I cannot believe we are leading this at the half.

Amazing 2nd quarter. Wow.

JO - this is what im talkin about man! MB stepping up (in limited time) - whole team is playing well.

Gotta pound the ball inside and punish them.


----------



## IbizaXL (Sep 21, 2005)

so far so good in this first half. i hope our Miami Heat can take care of business in the 2nd half.

our guys are stepping up. this game is winnable but unfortunately i have to head out and im going to miss the rest of the game. BAH! Its ok, ill be wearing my new Heat hat.eace:


----------



## Wade2Bosh (Mar 31, 2004)

B-Easy said:


> Well, what can you say about that first half other than....JO & Beasley!


I'm being truthful when I say that Quinn played very well in his minutes. Yeah, he lost House a couple of times on D, but other than that, he was pretty solid.


----------



## Wade County (Jun 22, 2003)

Just like to add that we have 1 turnover at the half...1!

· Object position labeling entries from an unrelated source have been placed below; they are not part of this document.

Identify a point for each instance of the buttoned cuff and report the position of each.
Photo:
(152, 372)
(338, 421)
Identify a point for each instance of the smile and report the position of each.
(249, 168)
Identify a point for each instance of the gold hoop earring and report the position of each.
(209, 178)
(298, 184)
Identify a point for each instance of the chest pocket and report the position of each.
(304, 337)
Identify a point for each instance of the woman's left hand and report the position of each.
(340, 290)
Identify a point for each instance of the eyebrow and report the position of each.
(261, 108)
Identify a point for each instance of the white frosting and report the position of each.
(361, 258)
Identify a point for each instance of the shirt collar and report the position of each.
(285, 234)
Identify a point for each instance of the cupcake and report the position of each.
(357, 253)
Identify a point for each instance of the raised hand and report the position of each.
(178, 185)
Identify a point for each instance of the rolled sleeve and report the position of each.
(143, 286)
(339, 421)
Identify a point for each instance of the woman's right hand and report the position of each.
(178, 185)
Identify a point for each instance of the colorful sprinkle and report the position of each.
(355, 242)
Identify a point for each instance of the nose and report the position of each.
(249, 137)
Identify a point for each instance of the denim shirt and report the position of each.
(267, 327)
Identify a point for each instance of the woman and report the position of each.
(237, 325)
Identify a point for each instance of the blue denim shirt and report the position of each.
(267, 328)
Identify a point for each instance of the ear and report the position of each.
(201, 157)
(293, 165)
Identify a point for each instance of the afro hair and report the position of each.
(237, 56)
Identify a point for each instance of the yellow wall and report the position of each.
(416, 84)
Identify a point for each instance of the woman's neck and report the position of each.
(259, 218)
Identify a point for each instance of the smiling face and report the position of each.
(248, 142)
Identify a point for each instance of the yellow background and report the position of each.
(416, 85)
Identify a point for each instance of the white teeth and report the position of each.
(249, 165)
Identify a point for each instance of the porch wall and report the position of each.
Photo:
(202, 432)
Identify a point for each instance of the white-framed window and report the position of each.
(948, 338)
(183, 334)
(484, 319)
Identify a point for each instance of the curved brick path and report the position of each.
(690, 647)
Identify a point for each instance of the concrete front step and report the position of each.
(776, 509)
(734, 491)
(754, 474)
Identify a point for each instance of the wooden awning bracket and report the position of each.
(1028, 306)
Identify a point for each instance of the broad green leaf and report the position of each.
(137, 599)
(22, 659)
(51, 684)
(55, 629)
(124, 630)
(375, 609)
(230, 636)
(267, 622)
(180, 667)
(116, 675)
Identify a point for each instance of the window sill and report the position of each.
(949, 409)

If we shot free throws better we'd be killin it.


----------



## myst (Feb 22, 2006)

MB30 said:


> Just like to add that we have 1 turnover at the half...1!
> 
> If we shot free throws better we'd be killin it.


And the one turnover was Cook just dropping the ball out of bounds, unforced. Quinn dominating out there.


Funny story, during the Bulls game I was at home watching with my family and I had to spend 5 minutes convincing my mom that Quinn wasn't the ball boy and he is actually a player. She couldn't believe it. :lol:


----------



## Adam (Jan 28, 2003)

Wade3 said:


> I'm being truthful when I say that Quinn played very well in his minutes. Yeah, he lost House a couple of times on D, but other than that, he was pretty solid.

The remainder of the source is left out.